Com o Centro Universitário Belas Artes de São Paulo, acontece o processo inverso. São os cursos livres com bons resultados que, diversas vezes, pautam o conteúdo do lato sensu ou outras ofertas da pós-graduação. “Geralmente nossos cursos de especialização são frutos de uma demanda que detectamos por meio dos cursos livres. Num primeiro momento eles têm uma duração menor e depois formatamos para propostas mais complexas”, diz Mônica Bueno, coordenadora da Pós-Graduação e Extensão da Belas Artes.

Os cursos livres em segundo plano

Na Metodista, Maria de Fátima acredita que muitas das dificuldades que encontra na abertura de novos cursos se dão por conta da falta de prioridade da instituição em relação a esse tipo de oferta. “Há falta de organização nos lançamentos. Gostaria de conseguir abrir quatro novos cursos por ano, com certa sistemática para que a divulgação fosse feita no período correto e não prejudicasse a formação das turmas”, diz.

Apesar disso, ela afirma que por maiores as dificuldades, quando abrem um curso a procura é, em geral, grande. Mas ainda há muito desgaste para chegar até tal sucesso. “Os setores não estão preocupados em lançar um curso livre a qualquer instante. Tivemos quatro ou cinco solicitados no primeiro semestre e só conseguimos viabilizar seis meses depois, por causa da falta de entendimento interno”, afirma.

Márcia, do Senac-SP, pondera. Para ela, a educação continuada é um compromisso da extensão universitária, mas de fato não é a essência ou causa maior das instituições de ensino superior. “Não acho que fica exatamente em segundo plano, mas tem uma menor expressão, já que não é o pilar principal. Esses cursos são o entorno que permite oferecer ao aluno uma complementação à sua educação. Eles têm outra visibilidade em função da proporção”, aponta.



“Não há como pensar em parar de estudar”

Na Casa do Saber, a filosofia é: “Quanto melhor for o ensino superior, melhor será para nós, porque quanto mais as pessoas estudam mais querem estudar”. É o que diz Mario Vitor Santos, diretor conselheiro do espaço. Ele afirma que sempre há lacunas no ensino, por melhor que seja a formação de um profissional, e isso não significa um fracasso do ensino superior. Tanto que, segundo ele, quem mais procura os cursos é que mais tem formação.

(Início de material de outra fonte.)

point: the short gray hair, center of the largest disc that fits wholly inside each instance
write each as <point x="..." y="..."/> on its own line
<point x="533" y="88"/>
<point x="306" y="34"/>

“O movimento de volta para o saber, para a cultura, é enorme. Os fatores são os mais diversos, nem sempre objetivos, como a aridez da vida do trabalho, a alienação trazida pela rotina. A pressão também leva as pessoas a procurar oxigênio, pois a vida pode ser sufocante”, explica.

Para inscrever-se nos cursos, não há pré-requisitos. Mario Vitor faz questão, porém, de oferecer bons salários aos professores. “É o que faz a diferença”, acredita. A casa surgiu em 2004, em São Paulo, e oferece cursos ligados às humanidades. Hoje, já possui duas unidades na capital paulista e uma na cidade do Rio de Janeiro. Mario Vitor conta que a imprensa muitas vezes se referiu à escola como “Daslusp”, em referência à intelectualidade da Universidade de São Paulo e ao acesso voltado a um público seleto da Daslu, loja de artigos de luxo de São Paulo. O termo, porém, não o incomoda. “É uma honra ser comparado à USP. Quanto à Daslu, não vejo nada de errado com o que eles fazem, embora a gente não se enquadre nesse mercado de luxo. Acho, porém, que sob o ponto de vista do conteúdo e do caráter, nós oferecemos um artigo de luxo: a cultura. É a única riqueza verdadeira, o saber.”